In 2006, median income households received $41,000 worth of public services, an amount equivalent to about 63% of their total income.
For low- and modest-income households, the delivery of public education, health care, and transfer payments is essential and is only possible through taxation. The value of these services for those earning less than $20,000 per year is more than two times higher than their average incomes. Even those living in households in the $80,000 to $90,000 range — just below the richest 20% — received benefits from public services equivalent to about half of their total household income.
Public programs – such as education, health care, and, early childhood education care – play an important role in reducing income inequality.
Changes introduced through the 1990-2005 period reduced rates for top income earners considerably, while rates for bottom income earners actually increased as a result of changes in consumption, payroll and property taxes and other provincial taxes and fees.
In 2005, total rates of tax paid ranged from 30.7% for individuals in the bottom 10%, to 36.5% for those in the middle, to 30.5% for the top 1% of families.
The richest 1% of Canadians actually paid a lower rate than the poorest 10% of Canadians.
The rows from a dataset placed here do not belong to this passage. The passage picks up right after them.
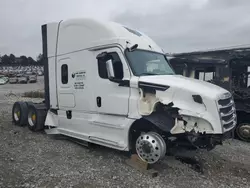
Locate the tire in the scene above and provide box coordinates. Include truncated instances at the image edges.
[134,132,166,164]
[12,102,28,126]
[28,104,46,132]
[235,123,250,142]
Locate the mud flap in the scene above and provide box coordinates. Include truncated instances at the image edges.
[143,112,175,132]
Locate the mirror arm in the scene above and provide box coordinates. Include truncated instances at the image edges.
[109,78,130,87]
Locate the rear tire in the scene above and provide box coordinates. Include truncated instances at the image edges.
[28,104,46,132]
[12,101,28,126]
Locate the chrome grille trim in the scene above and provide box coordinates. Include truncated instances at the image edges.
[217,93,237,131]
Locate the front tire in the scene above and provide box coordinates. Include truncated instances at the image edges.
[135,132,166,164]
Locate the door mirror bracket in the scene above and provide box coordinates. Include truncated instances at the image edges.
[106,59,129,87]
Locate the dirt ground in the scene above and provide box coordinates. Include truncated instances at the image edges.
[0,80,250,188]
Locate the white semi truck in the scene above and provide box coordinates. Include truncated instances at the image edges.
[12,18,236,163]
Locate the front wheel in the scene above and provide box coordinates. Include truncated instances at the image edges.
[135,132,166,164]
[236,123,250,142]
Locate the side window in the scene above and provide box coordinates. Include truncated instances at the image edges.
[98,52,124,79]
[61,64,68,84]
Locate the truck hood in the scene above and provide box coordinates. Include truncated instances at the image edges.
[139,75,228,100]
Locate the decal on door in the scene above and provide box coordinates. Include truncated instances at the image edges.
[72,71,86,89]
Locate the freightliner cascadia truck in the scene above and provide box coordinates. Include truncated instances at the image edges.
[12,18,236,164]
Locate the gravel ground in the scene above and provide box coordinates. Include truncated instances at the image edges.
[0,81,250,188]
[0,104,250,188]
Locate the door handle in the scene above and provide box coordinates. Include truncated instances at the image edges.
[96,97,102,107]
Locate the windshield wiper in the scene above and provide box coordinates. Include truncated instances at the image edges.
[140,72,157,76]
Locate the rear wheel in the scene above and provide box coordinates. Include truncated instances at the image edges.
[12,102,28,126]
[236,123,250,142]
[28,105,46,132]
[135,132,166,164]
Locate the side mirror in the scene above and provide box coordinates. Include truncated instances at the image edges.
[106,59,115,79]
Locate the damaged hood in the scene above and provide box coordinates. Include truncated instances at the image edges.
[139,75,228,100]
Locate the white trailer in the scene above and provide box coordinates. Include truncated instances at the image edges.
[12,18,236,163]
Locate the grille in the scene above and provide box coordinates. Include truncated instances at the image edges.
[218,95,236,130]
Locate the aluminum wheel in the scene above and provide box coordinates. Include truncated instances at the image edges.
[136,132,166,164]
[237,124,250,142]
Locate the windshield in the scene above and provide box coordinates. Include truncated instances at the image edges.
[125,50,175,76]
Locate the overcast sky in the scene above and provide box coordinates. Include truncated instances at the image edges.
[0,0,250,57]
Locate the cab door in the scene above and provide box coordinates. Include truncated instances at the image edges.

Tax changes since 2006 have continued to disproportionately benefit the wealthy, particularly single earner families with children and senior couples with substantial pension incomes.
Successive rounds of tax cuts have cost Canadian families dearly by shifting the balance between individual and corporate taxes.
In 2014-15, for the first time ever, more than half of the federal government’s revenue is projected to come from personal income taxes, up from a 30% share 50 years ago. The share of taxes paid to government by corporations, however, has been trending down. Despite record profits, corporate taxes now make up roughly 14% of federal government revenues, down from over 20% before 1970.
The overall share of corporate taxes paid to all levels of government is even lower – at 8.3%. Taken together, cuts to corporate taxes since 2007 are costing the federal government up to $13 billion per year in foregone revenue.
There are over 200 income and GST-related tax expenditures at the federal level, a number that has steadily grown over the past decade. According to the Parliamentary Budget Office, federal tax expenditures represented over $100 billion in foregone tax revenues in 2009.
Studies also show many tax expenditures disproportionately benefit middle- or upper-income brackets – a result of their non-refundable design. Tax filers receive the benefit of a deduction or credit only if its value is greater than taxes owed. If you pay no income tax – or only a small amount – you receive little or nothing by way of support.
Poor families who would benefit the most from fitness or arts programming simply cannot afford these “extras” when they struggle daily with the choice of paying the rent or feeding the kids.